ONE YEAR WITHOUT ENGLISH: 4 LANGUAGES IN 365 DAYS
Vat and I went to four countries – Spain, Brazil, China and Korea – chosen for geographic diversity and personal interest. We spent 3 months in each country, aiming to learn as much as possible of the local language by following one simple rule: don’t speak English.
How well did we do?
Here’s a brief, unscripted video you can see of us speaking in all four languages, so you can judge for yourself.
A 3-minute, informal conversation isn’t a very good test, though. So I’ll also show you more in-depth footage of how we tackled our missions in Spanish,Portuguese, Mandarin Chinese, and Korean.
The short answer is that because we had no choice but to dive into each language, we learned a lot in all 4 languages. But did we become fluent?
The only exam I took to measure by ability was China’s official exam for testing fluency in Mandarin Chinese (the HSK 4), which I passed with a 74%. The creators of the exam state an official correspondence with this and a B2 level, however that’s not without some controversy.
For the other languages, I’ll have to use more of an informal assessment.
My rough estimate is that we reached upper intermediate level in Spanish, and intermediate Portuguese. Vat’s Chinese was somewhat worse than mine, probably reaching a lower-intermediate level. However my Korean was somewhat worse than his, with him reaching an intermediate, and me reaching a lower-intermediate level. (This wasn’t too surprising, since Vat was excited to learn Korean from the start of our trip, whereas I’d gotten really into Chinese. Motive matters).
This means that in Spanish, we’re functionally fluent. We make grammatical mistakes and have an accent, but we can easily have long conversations with strangers about any topic, without a dictionary. Portuguese a little less so, although still conversational. Chinese and Korean are difficult to compare to European languages, since they don’t follow the same difficulty curve, but we were both comfortable using the languages for daily life.
LESSONS I LEARNED FROM SPEAKING NO ENGLISH
The four languages of this trip weren’t my first time learning a foreign language. That was French. I had spent a year studying in France as part of my university course.
Like Spanish, Portuguese, Chinese and Korean, I had only minimal practice in French and wanted to become fluent during my stay. But unlike my recent languages, I didn’t throw myself into the language with no English. I worked hard and I studied hard, and I left with an intermediate level of French. But unfortunately it was often painfully difficult. Even six months after I started, holding a long conversation was exhausting.
Contrast that with Spanish, where Vat (who had no prior experience with Romance languages) and I both outdid a year of living and studying in French in just three months. I couldn’t believe that it was possible to learn a language four times as fast, especially since my time learning French was strenuous and didn’t feel particularly slow.

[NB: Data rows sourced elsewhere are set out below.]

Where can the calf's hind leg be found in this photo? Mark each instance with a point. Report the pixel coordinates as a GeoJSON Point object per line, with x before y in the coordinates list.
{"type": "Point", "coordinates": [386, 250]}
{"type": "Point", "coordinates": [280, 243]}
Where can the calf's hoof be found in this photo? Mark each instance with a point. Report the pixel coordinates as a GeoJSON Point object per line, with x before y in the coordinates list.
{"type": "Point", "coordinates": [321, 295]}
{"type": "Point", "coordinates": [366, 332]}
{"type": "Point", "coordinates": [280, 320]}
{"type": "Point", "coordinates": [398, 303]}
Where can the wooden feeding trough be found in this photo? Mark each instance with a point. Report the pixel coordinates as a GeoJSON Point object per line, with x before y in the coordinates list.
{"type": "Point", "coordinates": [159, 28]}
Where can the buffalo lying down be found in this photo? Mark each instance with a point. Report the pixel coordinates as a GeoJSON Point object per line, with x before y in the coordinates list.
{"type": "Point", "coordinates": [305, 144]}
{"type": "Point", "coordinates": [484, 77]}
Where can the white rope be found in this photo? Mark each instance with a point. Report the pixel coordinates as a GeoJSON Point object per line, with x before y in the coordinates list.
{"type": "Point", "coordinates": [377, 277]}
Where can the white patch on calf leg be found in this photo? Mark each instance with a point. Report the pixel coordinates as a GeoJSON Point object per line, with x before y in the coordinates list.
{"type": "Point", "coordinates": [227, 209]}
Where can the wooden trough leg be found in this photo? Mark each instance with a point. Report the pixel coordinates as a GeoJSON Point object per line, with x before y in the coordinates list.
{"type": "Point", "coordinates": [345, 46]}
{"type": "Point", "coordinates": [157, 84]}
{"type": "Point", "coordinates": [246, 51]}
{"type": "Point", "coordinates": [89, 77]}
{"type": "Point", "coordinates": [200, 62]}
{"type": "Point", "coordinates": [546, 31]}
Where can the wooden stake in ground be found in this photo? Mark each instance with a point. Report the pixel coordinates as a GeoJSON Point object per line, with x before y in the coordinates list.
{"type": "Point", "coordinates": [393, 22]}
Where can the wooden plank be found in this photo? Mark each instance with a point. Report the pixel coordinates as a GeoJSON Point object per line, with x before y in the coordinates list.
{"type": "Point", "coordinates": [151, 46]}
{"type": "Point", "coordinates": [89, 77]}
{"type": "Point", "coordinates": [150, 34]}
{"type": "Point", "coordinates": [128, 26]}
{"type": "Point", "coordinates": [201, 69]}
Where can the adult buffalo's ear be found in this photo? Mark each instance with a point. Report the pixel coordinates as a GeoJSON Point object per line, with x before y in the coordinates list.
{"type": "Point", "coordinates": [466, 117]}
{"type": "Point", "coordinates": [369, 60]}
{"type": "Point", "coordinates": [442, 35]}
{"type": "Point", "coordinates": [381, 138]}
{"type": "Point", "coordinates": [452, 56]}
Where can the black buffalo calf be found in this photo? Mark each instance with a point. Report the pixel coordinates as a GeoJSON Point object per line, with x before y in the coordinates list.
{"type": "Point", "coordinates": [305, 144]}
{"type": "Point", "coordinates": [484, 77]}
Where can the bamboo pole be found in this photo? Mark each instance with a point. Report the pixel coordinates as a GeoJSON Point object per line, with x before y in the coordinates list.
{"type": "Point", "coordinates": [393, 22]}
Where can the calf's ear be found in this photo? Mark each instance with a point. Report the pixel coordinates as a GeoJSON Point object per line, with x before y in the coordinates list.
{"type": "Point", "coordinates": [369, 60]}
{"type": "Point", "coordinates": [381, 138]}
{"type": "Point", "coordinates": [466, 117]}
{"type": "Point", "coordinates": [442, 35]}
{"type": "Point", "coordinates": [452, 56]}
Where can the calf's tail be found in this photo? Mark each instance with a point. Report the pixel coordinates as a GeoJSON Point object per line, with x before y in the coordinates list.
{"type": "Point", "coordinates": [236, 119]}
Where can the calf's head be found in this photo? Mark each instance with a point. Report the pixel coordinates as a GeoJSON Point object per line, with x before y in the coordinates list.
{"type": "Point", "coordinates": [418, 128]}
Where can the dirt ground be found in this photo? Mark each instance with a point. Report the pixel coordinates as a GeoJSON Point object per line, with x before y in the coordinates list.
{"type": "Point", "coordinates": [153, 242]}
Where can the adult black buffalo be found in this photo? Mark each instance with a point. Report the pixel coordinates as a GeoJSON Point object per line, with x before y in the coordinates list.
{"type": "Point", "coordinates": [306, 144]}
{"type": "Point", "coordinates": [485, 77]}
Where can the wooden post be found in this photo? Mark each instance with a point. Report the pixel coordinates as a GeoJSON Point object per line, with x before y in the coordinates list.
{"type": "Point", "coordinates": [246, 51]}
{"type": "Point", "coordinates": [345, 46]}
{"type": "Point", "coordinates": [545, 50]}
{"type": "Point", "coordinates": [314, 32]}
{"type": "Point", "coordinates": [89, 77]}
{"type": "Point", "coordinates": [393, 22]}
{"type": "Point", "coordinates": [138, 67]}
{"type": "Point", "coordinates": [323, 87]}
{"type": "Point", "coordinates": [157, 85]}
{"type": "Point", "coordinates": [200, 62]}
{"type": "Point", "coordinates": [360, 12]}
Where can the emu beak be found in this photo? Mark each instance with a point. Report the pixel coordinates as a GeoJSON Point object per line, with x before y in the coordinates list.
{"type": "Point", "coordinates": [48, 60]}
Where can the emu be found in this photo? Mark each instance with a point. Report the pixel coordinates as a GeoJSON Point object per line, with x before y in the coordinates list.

Today I want to share the methods we used that led to such a huge difference in efficiency and effort. Hopefully you can apply them to speed up your own learning tasks.
Spain: Why Opting for Zero English Actually Makes Learning Easier
Spain was the first country in our journey. We were nervous about the no-English rule. After all, what if it simply proved too difficult? What if our idea to limit English for a year was actually a vow of silence, if learning a language in three months was beyond our abilities?
Because of this pressure, Vat and I were extremely strict about not speaking English. We permitted some necessary calls to family back home, or English in emergencies, but otherwise we spoke only in Spanish to anyone we met, including each other.
Sometimes this had funny consequences. Benny happened to be living in Valencia, Spain at the same time we were doing our Spanish project. Benny speaks fluent Spanish, but unfortunately his partner Lauren does not. That meant Benny ended up translating for us back to English whenever the four of us would hang out.
From the outside, this sounds painfully difficult. Heck, even looking back I’m amazed we were able to be so stubbornly consistent about applying the rule in Spain.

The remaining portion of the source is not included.